(Warning: Not much SoxnorPhils content.)
Normally, I don't click on posts with an unclear headline (yes, I know this post doesn't have a good title), but I decided to read "Getting on Top and Staying There."
Instantly, I loved the theme. A scrubby player wondering "what if" his entire career was as good as his best moment. It was penned by Buddy Biancalana, one of my favorite names from the 1980s, who is the classic example of a scrubby infielder shining during the World Series before crawling back into a hole of suckitude. After helping the Royals win the 1985 World Series, Biancalana was out of baseball by 1988.
Despite the interesting premise, the essay quickly devolved into an advertisement for Buddy's Perfect Mind Perfect Motion - some kind of new-age mental focus program for athletes that focuses on slowing down the perception of time.
The experience of time is the first fundamental in every sport. Great athletes experience this, because when they perform their best, everything feels like it is in slow motion. They can't teach this experience to anyone, but they don't have to, they just do it. What I discovered was that this experience can be taught and it can quickly make a huge, career- changing difference.
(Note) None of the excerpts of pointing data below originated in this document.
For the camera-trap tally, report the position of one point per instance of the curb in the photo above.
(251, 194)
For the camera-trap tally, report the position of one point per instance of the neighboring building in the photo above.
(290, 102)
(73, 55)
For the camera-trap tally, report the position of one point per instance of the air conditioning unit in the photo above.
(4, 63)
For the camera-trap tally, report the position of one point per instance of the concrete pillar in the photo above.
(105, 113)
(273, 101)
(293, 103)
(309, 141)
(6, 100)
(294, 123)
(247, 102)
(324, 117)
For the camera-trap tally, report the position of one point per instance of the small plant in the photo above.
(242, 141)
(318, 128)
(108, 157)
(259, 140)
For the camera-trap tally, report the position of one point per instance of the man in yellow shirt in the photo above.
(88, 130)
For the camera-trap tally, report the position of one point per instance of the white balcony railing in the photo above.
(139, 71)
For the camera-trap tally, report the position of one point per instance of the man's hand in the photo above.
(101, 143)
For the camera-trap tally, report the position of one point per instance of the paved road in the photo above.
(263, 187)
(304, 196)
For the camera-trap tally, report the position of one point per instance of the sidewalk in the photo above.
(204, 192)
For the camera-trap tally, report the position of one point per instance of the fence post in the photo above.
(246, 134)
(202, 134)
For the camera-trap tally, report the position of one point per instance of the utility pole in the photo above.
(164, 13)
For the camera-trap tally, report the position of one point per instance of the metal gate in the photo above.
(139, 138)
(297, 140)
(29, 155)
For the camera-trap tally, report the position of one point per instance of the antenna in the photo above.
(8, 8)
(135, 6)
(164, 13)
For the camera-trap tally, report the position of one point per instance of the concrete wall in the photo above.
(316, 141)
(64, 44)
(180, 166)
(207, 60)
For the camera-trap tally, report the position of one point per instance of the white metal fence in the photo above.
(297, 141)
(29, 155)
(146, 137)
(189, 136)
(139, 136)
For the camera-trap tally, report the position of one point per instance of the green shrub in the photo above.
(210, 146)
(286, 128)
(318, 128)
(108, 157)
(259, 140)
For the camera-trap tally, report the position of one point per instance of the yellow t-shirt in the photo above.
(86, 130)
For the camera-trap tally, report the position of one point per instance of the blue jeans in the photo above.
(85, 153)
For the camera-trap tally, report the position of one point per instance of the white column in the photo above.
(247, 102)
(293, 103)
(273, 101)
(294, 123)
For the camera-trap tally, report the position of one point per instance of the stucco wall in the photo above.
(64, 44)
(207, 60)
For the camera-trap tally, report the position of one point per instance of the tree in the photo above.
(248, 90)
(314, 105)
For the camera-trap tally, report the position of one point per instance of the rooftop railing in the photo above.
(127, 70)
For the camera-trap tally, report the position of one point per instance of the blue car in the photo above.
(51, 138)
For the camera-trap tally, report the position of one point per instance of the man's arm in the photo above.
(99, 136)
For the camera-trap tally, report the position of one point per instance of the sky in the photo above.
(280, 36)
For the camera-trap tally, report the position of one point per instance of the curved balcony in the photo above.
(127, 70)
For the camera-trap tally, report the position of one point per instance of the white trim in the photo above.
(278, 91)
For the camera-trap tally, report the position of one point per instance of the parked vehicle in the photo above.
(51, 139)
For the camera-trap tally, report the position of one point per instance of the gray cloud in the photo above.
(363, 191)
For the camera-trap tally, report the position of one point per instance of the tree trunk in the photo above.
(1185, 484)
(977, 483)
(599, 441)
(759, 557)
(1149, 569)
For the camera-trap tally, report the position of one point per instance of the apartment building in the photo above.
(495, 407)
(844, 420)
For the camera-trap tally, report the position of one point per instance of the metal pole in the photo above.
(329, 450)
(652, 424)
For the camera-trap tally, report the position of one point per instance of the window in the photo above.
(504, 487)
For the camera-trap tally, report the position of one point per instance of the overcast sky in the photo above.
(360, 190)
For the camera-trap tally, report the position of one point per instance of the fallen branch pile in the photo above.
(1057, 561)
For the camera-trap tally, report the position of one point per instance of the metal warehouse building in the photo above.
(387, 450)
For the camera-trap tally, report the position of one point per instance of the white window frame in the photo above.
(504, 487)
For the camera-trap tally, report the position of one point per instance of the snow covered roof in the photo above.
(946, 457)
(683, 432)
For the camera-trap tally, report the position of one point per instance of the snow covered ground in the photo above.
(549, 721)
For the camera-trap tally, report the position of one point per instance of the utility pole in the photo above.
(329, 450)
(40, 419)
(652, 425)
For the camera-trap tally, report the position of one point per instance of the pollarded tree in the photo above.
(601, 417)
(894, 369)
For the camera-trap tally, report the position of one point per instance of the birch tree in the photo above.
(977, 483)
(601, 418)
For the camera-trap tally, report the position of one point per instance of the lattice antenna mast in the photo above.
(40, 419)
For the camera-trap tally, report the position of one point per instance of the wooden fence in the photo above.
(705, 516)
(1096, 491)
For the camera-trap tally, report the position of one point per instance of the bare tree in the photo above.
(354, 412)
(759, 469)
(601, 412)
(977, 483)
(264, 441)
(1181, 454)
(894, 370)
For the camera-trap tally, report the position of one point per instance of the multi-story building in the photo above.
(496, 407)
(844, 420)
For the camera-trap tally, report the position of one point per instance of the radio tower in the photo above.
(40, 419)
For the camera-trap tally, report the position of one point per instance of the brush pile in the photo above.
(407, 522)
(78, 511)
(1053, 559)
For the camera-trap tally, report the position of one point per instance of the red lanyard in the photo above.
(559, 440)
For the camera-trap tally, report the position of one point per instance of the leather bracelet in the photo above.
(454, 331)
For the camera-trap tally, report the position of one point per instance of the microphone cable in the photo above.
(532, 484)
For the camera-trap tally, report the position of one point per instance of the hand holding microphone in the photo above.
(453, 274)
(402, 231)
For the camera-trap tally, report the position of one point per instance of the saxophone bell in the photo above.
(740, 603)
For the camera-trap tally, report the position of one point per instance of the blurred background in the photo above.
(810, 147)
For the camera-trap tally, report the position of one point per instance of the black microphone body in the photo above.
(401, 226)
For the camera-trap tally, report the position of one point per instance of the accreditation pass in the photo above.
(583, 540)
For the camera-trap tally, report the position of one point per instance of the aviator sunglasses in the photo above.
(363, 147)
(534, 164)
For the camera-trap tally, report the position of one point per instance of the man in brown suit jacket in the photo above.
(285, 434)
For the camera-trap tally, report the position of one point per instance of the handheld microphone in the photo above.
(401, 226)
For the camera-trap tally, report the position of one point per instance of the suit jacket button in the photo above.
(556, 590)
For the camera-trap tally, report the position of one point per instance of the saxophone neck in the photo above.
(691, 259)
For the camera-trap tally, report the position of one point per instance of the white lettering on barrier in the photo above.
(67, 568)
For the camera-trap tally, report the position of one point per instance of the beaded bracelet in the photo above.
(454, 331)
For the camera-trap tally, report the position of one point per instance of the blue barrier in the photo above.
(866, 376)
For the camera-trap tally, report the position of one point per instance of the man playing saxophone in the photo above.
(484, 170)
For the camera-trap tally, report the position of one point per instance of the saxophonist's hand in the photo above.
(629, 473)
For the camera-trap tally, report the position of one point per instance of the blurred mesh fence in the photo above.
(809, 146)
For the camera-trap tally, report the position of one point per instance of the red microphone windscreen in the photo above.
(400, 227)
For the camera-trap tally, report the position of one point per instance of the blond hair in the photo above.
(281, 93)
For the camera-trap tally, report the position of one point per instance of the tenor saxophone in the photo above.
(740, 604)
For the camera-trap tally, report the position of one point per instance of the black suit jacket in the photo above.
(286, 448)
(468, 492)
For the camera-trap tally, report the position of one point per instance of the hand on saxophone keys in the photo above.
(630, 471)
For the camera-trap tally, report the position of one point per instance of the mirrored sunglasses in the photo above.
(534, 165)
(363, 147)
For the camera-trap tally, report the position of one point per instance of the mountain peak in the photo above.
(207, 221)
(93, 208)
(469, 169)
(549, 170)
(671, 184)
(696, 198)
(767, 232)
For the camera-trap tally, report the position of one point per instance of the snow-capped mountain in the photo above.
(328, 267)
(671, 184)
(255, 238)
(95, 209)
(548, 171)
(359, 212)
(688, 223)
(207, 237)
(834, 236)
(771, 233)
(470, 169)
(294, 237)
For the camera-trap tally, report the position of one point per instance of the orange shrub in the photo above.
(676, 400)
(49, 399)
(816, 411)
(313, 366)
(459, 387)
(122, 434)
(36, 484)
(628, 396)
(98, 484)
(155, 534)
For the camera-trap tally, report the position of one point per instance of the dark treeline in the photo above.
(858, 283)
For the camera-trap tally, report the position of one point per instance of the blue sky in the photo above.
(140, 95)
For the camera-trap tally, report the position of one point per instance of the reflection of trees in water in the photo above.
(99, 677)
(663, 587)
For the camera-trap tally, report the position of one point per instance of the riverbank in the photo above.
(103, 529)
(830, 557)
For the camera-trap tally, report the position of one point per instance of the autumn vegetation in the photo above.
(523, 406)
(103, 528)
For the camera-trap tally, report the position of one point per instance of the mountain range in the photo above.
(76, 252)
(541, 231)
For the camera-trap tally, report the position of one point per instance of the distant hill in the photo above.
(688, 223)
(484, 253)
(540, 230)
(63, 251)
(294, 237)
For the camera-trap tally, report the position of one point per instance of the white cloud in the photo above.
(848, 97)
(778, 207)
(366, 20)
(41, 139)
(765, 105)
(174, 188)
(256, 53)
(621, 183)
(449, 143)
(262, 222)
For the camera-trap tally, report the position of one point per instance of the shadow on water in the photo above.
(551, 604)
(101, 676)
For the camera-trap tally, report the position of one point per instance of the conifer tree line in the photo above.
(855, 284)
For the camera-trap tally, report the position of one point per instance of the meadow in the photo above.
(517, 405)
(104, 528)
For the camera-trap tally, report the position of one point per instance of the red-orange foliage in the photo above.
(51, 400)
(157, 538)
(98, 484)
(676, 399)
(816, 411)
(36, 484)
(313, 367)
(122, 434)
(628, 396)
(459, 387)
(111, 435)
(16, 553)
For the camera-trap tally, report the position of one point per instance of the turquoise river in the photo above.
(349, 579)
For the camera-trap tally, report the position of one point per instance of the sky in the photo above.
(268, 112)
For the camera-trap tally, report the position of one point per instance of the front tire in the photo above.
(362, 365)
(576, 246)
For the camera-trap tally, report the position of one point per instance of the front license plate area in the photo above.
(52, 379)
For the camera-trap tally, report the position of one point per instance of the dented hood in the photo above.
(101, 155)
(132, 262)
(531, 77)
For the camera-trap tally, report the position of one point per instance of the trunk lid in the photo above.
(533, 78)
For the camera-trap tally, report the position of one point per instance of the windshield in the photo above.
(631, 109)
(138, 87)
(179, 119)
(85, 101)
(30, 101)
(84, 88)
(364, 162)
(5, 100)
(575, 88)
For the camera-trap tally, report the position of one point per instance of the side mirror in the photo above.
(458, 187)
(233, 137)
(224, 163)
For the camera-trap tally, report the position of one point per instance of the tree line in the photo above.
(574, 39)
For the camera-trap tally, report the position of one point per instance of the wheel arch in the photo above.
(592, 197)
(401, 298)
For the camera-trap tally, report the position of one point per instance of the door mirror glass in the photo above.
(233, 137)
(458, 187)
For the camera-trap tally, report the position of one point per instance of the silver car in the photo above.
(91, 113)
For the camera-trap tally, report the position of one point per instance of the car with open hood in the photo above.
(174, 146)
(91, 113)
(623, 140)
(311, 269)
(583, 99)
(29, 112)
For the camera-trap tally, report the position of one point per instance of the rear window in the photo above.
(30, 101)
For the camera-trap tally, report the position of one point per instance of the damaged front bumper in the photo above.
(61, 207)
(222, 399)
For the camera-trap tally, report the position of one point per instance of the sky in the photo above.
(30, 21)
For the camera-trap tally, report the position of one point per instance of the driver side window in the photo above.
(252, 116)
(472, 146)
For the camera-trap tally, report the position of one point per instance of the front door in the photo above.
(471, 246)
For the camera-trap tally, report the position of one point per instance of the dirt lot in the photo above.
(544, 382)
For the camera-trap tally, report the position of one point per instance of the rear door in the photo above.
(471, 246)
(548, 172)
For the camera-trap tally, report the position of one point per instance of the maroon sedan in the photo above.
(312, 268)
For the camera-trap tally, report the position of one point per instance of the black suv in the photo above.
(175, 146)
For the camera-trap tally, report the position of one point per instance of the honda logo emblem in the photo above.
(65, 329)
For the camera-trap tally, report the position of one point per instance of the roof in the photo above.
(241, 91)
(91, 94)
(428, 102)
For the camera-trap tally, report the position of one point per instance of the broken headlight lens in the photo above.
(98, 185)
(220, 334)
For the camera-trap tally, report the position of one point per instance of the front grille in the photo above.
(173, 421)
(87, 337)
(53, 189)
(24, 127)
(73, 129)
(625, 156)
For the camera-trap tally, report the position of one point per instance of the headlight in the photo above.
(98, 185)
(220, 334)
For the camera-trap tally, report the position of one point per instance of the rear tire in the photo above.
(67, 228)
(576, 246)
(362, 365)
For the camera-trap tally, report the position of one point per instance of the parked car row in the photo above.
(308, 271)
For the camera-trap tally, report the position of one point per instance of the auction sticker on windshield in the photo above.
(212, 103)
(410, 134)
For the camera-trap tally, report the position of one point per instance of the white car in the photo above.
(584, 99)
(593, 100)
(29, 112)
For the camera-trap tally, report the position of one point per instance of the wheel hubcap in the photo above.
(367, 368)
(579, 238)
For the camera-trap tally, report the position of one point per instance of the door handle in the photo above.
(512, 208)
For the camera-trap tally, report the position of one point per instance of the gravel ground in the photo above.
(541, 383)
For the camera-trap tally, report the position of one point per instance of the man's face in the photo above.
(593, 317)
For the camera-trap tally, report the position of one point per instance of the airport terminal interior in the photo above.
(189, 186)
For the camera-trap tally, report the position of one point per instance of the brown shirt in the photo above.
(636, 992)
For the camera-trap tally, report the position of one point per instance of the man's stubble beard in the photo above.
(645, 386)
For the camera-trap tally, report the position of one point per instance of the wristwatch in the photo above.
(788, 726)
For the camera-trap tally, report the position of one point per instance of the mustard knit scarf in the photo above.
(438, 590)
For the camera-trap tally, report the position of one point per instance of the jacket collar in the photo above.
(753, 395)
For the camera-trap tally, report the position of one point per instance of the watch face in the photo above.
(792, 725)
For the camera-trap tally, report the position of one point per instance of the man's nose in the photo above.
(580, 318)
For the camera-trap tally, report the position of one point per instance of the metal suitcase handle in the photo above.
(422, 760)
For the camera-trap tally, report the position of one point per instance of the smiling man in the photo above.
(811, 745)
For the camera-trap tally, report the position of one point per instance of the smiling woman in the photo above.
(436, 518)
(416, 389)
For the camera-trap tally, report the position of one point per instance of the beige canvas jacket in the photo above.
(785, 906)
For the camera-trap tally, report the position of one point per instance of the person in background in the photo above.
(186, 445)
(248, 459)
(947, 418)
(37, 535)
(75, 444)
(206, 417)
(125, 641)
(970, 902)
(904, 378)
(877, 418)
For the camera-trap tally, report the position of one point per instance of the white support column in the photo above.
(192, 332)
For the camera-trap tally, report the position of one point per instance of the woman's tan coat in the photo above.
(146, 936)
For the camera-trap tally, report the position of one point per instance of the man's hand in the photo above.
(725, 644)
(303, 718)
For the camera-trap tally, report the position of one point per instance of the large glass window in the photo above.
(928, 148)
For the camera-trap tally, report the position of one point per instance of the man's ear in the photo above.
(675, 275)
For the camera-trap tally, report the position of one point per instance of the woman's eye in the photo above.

If I had this knowledge 20 years ago, there would have been no "what ifs." I very well may have lived the dream for another 15 years until I retired. But at least now, I can teach my students to set up by choice what I experienced by chance, in the seven greatest games of my life.
Um, no. Maybe you were just a scrubby major league baseball player who got hot at the right time, which is nothing to be ashamed of. You're still better than 99.9999 percent of us. And, you have a ring.
Also posted today was a new From the Bill Chuck Files; he's a writer who posts random interesting tidbits. Like Christine, he's obsessed with Burrell, but just Pat, not Elvis. Today's mention:
4. The Rays are still waiting for Pat Burrell to get hot, after 33 doubles and 33 homers last season with the Phils; Burrell is only 13 and 12 this year.
But that's not why I bring it up. The relevant point, for which I'll get a glare from Christine, is No. 19:
19. A player shall be considered a rookie unless, during a previous season or seasons, he has exceeded 130 at bats, which eliminates the Giants’ Pablo Sandoval who had 145 at bats last year. Sandoval is hitting over .330, leads the league in doubles, and has a .933 OPS.
I apologize again.
Please hope for a dry rest of the day.